SIMPLE SEQUENCE REPEATS. More common and more polymorphic (i.e. having greater variability) than RFLPs are simple sequence repeats. These are short di-, tri-, tetra- or penta-nucleotide repeats (such as (CA)n) which are present throughout the genome and have highly variable lengths. By designing primers to the sequence either side of one of these repeats the repeat can be amplified by the polymerase chain reaction. The amplified product is electrophoresed on a gel and different sized products are produced from different people. If the mutant gene is close by then a particular size repeat in that region will always segregate with the disease allele.
Once polymorphic markers from across the genome have been tested it should be possible by linkage analysis to see if any segregate with the disease allele in a family. If the position of the polymorphic marker is known, then the affected gene is likely to be close by and is therefore mapped to a region of the genome. It is necessary to consider the likelihood of recombination between the marker under study and the disease allele and take into account other factors: for example if the marker is on one chromosome and the disease gene is on another, by chance an affected individual may receive both. In small families statistical variation may make it difficult to distinguish between this and real linkage between a marker and a disease gene on the same chromosome. As most human families are relatively small it has been necessary to consider linkage in terms of the probability that the disease gene and the polymorphic marker are linked. This measure of likelihood is known as the ‘Lod score’ (the logarithm of the odds) and is a measure of the statistical significance of the observed cosegregation of the marker and the disease gene, compared to what would be expected by chance alone. Positive lod scores make linkage more likely, negative lod scores make it less likely. By convention a lod score of +3 is taken to be definite evidence of linkage because this indicates 1000 to 1 odds that the co-segregation of the DNA marker and the disease did not occur by chance alone. Linkage analysis has provided many breakthroughs in mapping the positions of genes that cause genetic diseases, such as the gene for cystic fibrosis which was found to be tightly linked to a marker on chromosome 7, or the gene for Friedreich’s ataxia which is tightly linked to a marker on chromosome 9.
Isolating the gene
Once linkage analysis has established which chromosome and which region of the chromosome contains the disease gene, the next step is to identify the gene.
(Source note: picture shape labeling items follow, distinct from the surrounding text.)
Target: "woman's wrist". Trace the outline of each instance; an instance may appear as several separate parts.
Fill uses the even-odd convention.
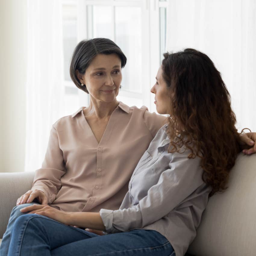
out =
[[[69,212],[67,214],[66,225],[106,231],[99,213]]]

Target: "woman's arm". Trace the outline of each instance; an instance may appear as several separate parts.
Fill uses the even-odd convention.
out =
[[[189,159],[187,155],[187,151],[173,154],[169,169],[161,173],[157,183],[138,204],[115,211],[101,209],[100,213],[106,231],[114,233],[142,228],[168,214],[190,196],[192,198],[208,194],[211,189],[202,179],[200,159]]]
[[[57,131],[53,125],[44,159],[41,167],[35,171],[31,190],[44,192],[48,198],[48,203],[51,203],[61,187],[61,178],[66,171],[63,152],[60,148]]]
[[[69,212],[66,225],[84,227],[105,231],[105,226],[99,212]]]

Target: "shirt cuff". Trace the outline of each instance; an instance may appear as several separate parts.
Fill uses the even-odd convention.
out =
[[[114,229],[113,228],[113,211],[107,209],[101,209],[100,211],[100,215],[108,233],[112,233]]]

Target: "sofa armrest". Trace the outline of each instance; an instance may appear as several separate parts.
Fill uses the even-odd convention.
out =
[[[35,173],[0,173],[0,239],[3,237],[17,199],[30,189]]]

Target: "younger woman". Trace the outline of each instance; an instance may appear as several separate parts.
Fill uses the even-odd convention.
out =
[[[192,49],[164,56],[151,91],[168,123],[141,158],[120,209],[26,207],[9,256],[184,255],[208,196],[226,187],[240,139],[229,95],[210,58]]]

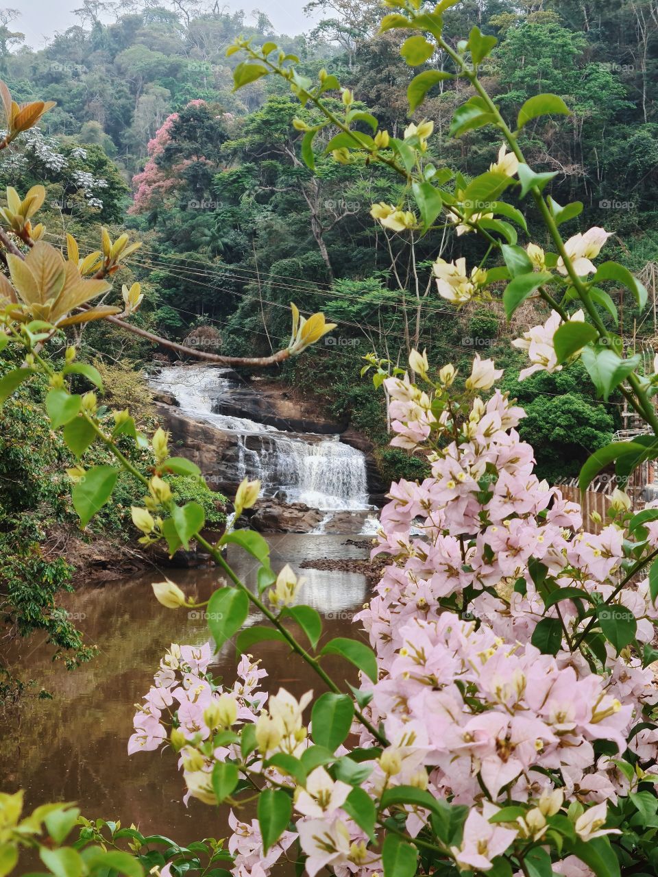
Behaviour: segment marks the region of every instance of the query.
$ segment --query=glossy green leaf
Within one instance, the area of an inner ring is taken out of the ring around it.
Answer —
[[[78,458],[82,456],[97,438],[96,430],[85,417],[75,417],[68,423],[62,436],[67,446]]]
[[[370,840],[375,840],[375,824],[377,812],[372,798],[362,788],[353,788],[342,805],[342,809],[351,816],[359,828],[362,829]]]
[[[290,821],[292,804],[290,795],[280,789],[265,789],[258,796],[257,815],[263,852],[267,852],[285,831]]]
[[[435,85],[447,79],[453,78],[452,74],[444,73],[443,70],[425,70],[414,76],[407,88],[410,113],[414,112],[420,106],[430,89],[433,89]]]
[[[46,396],[46,410],[55,430],[73,420],[80,413],[82,405],[82,396],[71,396],[65,389],[51,389]]]
[[[103,392],[103,378],[97,368],[87,362],[71,362],[61,369],[63,374],[83,374],[88,381]]]
[[[290,606],[285,610],[285,614],[299,624],[315,648],[322,633],[322,618],[317,610],[312,606]]]
[[[589,323],[569,320],[563,323],[553,336],[553,346],[559,363],[579,353],[584,346],[596,341],[598,332]]]
[[[558,95],[550,93],[534,95],[528,97],[521,109],[519,111],[517,118],[517,127],[522,128],[524,125],[538,116],[570,116],[571,111]]]
[[[410,67],[418,67],[429,61],[435,50],[436,47],[433,43],[418,34],[404,40],[400,48],[400,54]]]
[[[205,512],[200,503],[186,503],[185,505],[174,506],[171,517],[174,521],[181,544],[188,549],[190,540],[197,536],[205,523]]]
[[[75,482],[71,499],[83,527],[110,499],[118,477],[118,472],[111,466],[95,466]]]
[[[218,803],[231,795],[238,785],[238,766],[232,761],[216,761],[212,767],[212,788]]]
[[[412,182],[411,192],[418,205],[420,218],[423,220],[423,232],[433,225],[441,212],[443,201],[438,189],[429,182]]]
[[[416,847],[397,835],[387,834],[382,848],[384,877],[414,877],[418,861]]]
[[[531,642],[542,654],[556,655],[561,648],[562,633],[559,618],[542,618],[533,631]]]
[[[314,742],[335,752],[349,734],[354,716],[354,705],[347,695],[335,695],[331,691],[321,695],[311,713]]]

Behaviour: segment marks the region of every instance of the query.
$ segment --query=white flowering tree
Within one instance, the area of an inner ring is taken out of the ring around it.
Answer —
[[[458,236],[484,239],[486,255],[476,266],[437,260],[438,295],[457,304],[487,300],[499,295],[502,283],[508,317],[531,296],[547,303],[547,323],[515,342],[528,354],[526,374],[582,358],[599,396],[607,399],[618,389],[653,431],[609,446],[583,468],[583,489],[613,462],[623,486],[658,451],[652,402],[658,380],[639,374],[638,359],[625,357],[621,339],[606,328],[603,314],[614,320],[616,310],[605,287],[626,286],[639,307],[646,290],[623,266],[599,260],[603,229],[562,238],[560,225],[582,204],[561,206],[545,195],[553,175],[528,166],[519,133],[540,115],[569,110],[556,96],[540,95],[509,124],[478,76],[495,39],[476,26],[456,48],[444,39],[441,13],[453,2],[426,11],[419,0],[390,0],[395,11],[382,28],[409,32],[402,51],[412,66],[437,47],[451,61],[449,68],[413,79],[412,112],[442,80],[462,79],[475,92],[456,111],[452,133],[490,126],[502,142],[490,169],[473,180],[454,176],[433,155],[430,123],[390,136],[374,116],[354,109],[335,76],[322,71],[313,82],[301,75],[297,59],[274,44],[240,41],[229,50],[247,56],[235,69],[236,87],[277,75],[303,103],[320,111],[322,125],[296,122],[305,131],[310,168],[314,137],[327,127],[335,132],[327,149],[337,160],[350,161],[358,152],[399,174],[406,197],[373,207],[383,226],[429,233],[449,224]],[[336,91],[344,106],[340,116],[323,100]],[[546,250],[530,237],[528,200],[549,235]],[[529,238],[526,246],[519,244],[519,232]],[[122,467],[144,488],[144,501],[132,510],[141,542],[164,540],[173,553],[195,539],[225,579],[207,603],[170,581],[154,586],[165,606],[204,608],[211,640],[167,651],[128,746],[131,752],[170,747],[188,798],[231,805],[228,847],[209,872],[198,847],[173,849],[154,860],[140,852],[137,838],[139,866],[154,864],[162,877],[224,875],[225,866],[236,877],[262,877],[285,861],[310,877],[655,873],[658,509],[633,514],[619,489],[605,525],[590,532],[579,506],[533,474],[533,449],[517,432],[524,411],[495,389],[501,371],[490,360],[476,356],[457,390],[454,367],[435,367],[425,353],[413,351],[407,371],[390,373],[373,358],[365,367],[375,369],[375,384],[383,383],[390,399],[392,444],[425,451],[432,474],[422,483],[393,484],[382,511],[374,553],[389,563],[356,619],[369,644],[358,636],[327,640],[318,614],[299,602],[303,581],[287,567],[272,568],[259,534],[230,531],[211,545],[200,534],[203,510],[174,502],[162,475],[198,472],[170,456],[165,432],[158,430],[150,440],[154,470],[140,472],[116,443],[118,433],[134,430],[130,418],[111,429],[93,393],[76,396],[67,386],[71,371],[94,381],[93,371],[75,363],[72,349],[61,372],[41,356],[39,345],[53,326],[89,317],[88,310],[70,316],[71,310],[92,292],[87,284],[102,282],[78,280],[70,259],[62,267],[63,257],[46,262],[43,250],[38,259],[35,250],[31,261],[8,256],[13,287],[4,282],[11,299],[4,344],[27,353],[0,390],[6,396],[32,371],[48,374],[54,428],[63,428],[80,460],[72,472],[73,499],[83,525],[107,500]],[[53,289],[62,283],[66,294],[53,301]],[[137,292],[126,290],[126,307],[136,303]],[[326,329],[320,315],[304,322],[295,312],[289,353]],[[97,441],[116,467],[85,469],[87,447]],[[238,514],[259,490],[257,482],[241,485]],[[258,561],[254,591],[224,558],[228,544]],[[262,623],[246,627],[250,609]],[[210,672],[213,651],[233,638],[241,655],[237,679],[219,685]],[[306,663],[317,679],[312,691],[299,700],[283,688],[263,692],[266,671],[249,652],[268,639]],[[327,674],[324,659],[336,654],[359,668],[357,687],[341,686]],[[245,808],[254,802],[252,819]],[[96,838],[89,824],[85,831],[85,838]],[[7,837],[12,850],[22,841],[18,830]],[[70,862],[70,873],[85,873],[83,854],[73,851]]]

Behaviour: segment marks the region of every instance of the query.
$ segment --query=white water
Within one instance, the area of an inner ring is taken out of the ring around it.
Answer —
[[[339,436],[309,433],[306,439],[247,417],[216,414],[213,403],[235,387],[216,368],[166,367],[151,383],[175,396],[182,414],[236,434],[236,481],[245,477],[260,478],[266,496],[276,495],[287,503],[304,503],[324,511],[372,508],[366,458],[361,451],[341,442]],[[252,438],[247,446],[247,437],[254,435],[260,439]]]

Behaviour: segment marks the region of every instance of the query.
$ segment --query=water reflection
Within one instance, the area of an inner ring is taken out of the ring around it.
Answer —
[[[344,536],[273,536],[275,569],[290,563],[307,582],[302,597],[325,618],[323,638],[349,632],[350,618],[366,598],[363,576],[348,573],[300,570],[310,558],[357,558],[364,551],[346,544]],[[229,560],[250,585],[257,567],[238,549]],[[186,591],[196,589],[207,599],[216,587],[212,569],[168,571]],[[67,608],[78,613],[88,642],[99,647],[98,658],[68,673],[52,664],[36,640],[25,644],[22,667],[51,691],[53,701],[26,698],[3,717],[3,759],[0,788],[26,791],[26,806],[46,801],[77,802],[88,816],[120,817],[145,833],[161,833],[187,843],[200,837],[224,837],[225,821],[197,801],[185,808],[175,758],[147,752],[131,758],[126,741],[132,732],[133,704],[148,689],[164,650],[172,642],[200,645],[208,637],[204,620],[187,618],[183,610],[170,611],[153,598],[152,574],[130,581],[112,581],[72,595]],[[258,624],[258,613],[250,622]],[[291,655],[283,643],[253,646],[269,673],[265,683],[285,685],[297,696],[309,688],[320,692],[317,677]],[[235,649],[222,649],[213,671],[230,683],[234,678]],[[336,679],[354,681],[350,666],[337,657],[325,667]],[[266,684],[266,688],[268,688]]]

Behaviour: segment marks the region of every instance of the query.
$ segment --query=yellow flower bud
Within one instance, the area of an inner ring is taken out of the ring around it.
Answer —
[[[138,530],[140,530],[147,535],[154,531],[155,529],[155,521],[153,519],[150,512],[136,505],[131,506],[130,511],[132,516],[132,523]]]
[[[151,585],[155,599],[167,609],[180,609],[185,606],[187,598],[178,585],[167,579],[165,581],[155,581]]]
[[[169,455],[169,448],[168,445],[168,438],[169,433],[165,432],[161,426],[159,426],[154,432],[153,441],[151,444],[153,446],[154,453],[155,454],[155,460],[158,463],[161,463],[163,460],[167,460]]]
[[[243,509],[251,509],[261,493],[261,482],[258,479],[250,481],[245,478],[235,493],[235,517],[239,517]]]
[[[386,149],[390,142],[388,131],[378,131],[375,135],[375,146],[377,149]]]
[[[394,776],[402,770],[402,758],[397,749],[390,746],[379,757],[379,766],[388,776]]]

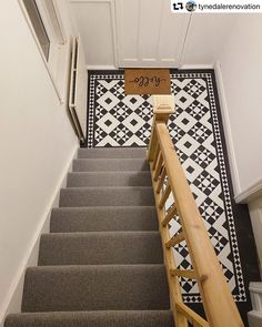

The region of DNA which contains the gene may span several million base pairs and a variety of techniques exist for cloning cDNAs and gene sequences from such regions. Genes which have been cloned and are very tightly linked to a genetic disease may be ‘candidate genes’ for that disease and researchers have to show that a mutation in the gene is likely to give rise to the disease. One criteria for candidacy is that the gene is expressed in the affected tissues. It is unlikely that a gene giving rise to a liver disease might give the instructions for making protein purely in neuronal tissue. Probably the most important criteria is to find a mutation in the gene in affected and not unaffected individuals. This is likely to involve DNA sequencing.